Figure 6

PRL-3 promotes invasion by enhancing MMP2 activity. (A) MMP activity was required for PRL-3-mediated invasion. Cells were treated with 25 μM of GM6001 or DMSO (control) for 2 h, and analyzed for their invasion abilities with Matrigel-coated transwell chambers. The invasion assay was performed for three times independently. Top: Representative illustrations of LoVo cells invading to the underside of filters. Bottom: Total number of invasive cells. The experiments were repeated three times independently. Error bars represent standard errors of the mean value (*, P < 0.05). (B) PRL-3 increased gelatin hydrolytic activity of MMP2 in LoVo cells. Equal amount of conditioned serum-free media of LoVo-C and LoVo-P cells was subjected to a zymographic assay as described in Experimental Procedures.
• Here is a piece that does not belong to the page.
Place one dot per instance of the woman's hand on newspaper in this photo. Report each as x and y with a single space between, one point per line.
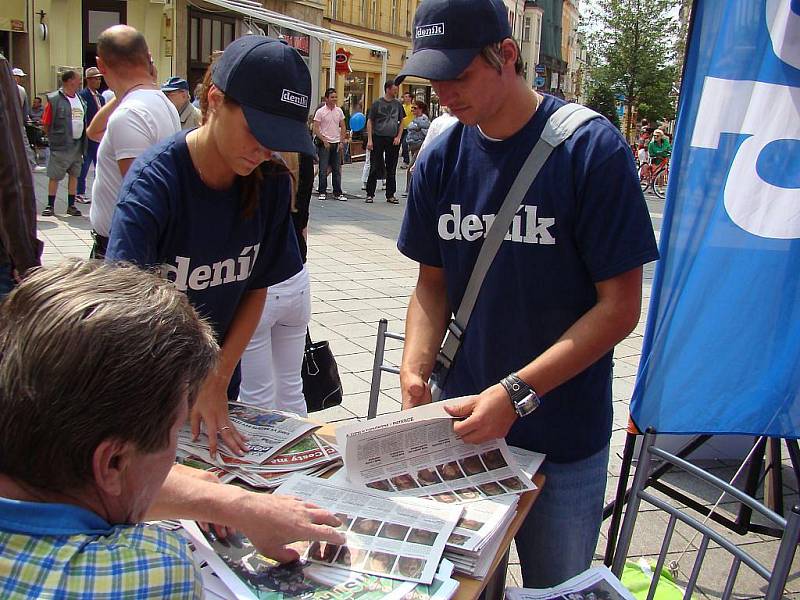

A small aliquot of calf serum containing MMP9 and MMP2 was included as the positive control. Bright bands contrasting to dark background represented the hydrolysis area of gelatin catalyzed by the MMP at the same molecular weight. (C) PRL-3 affected MMP2 and TIMP2 expression at both mRNA and protein levels. Equal amount of cell lysates (50 μg of protein) and RNA samples were subjected to Western blot and RT-PCR assays to analyze the expression of MMP2 and TIMP2, respectively.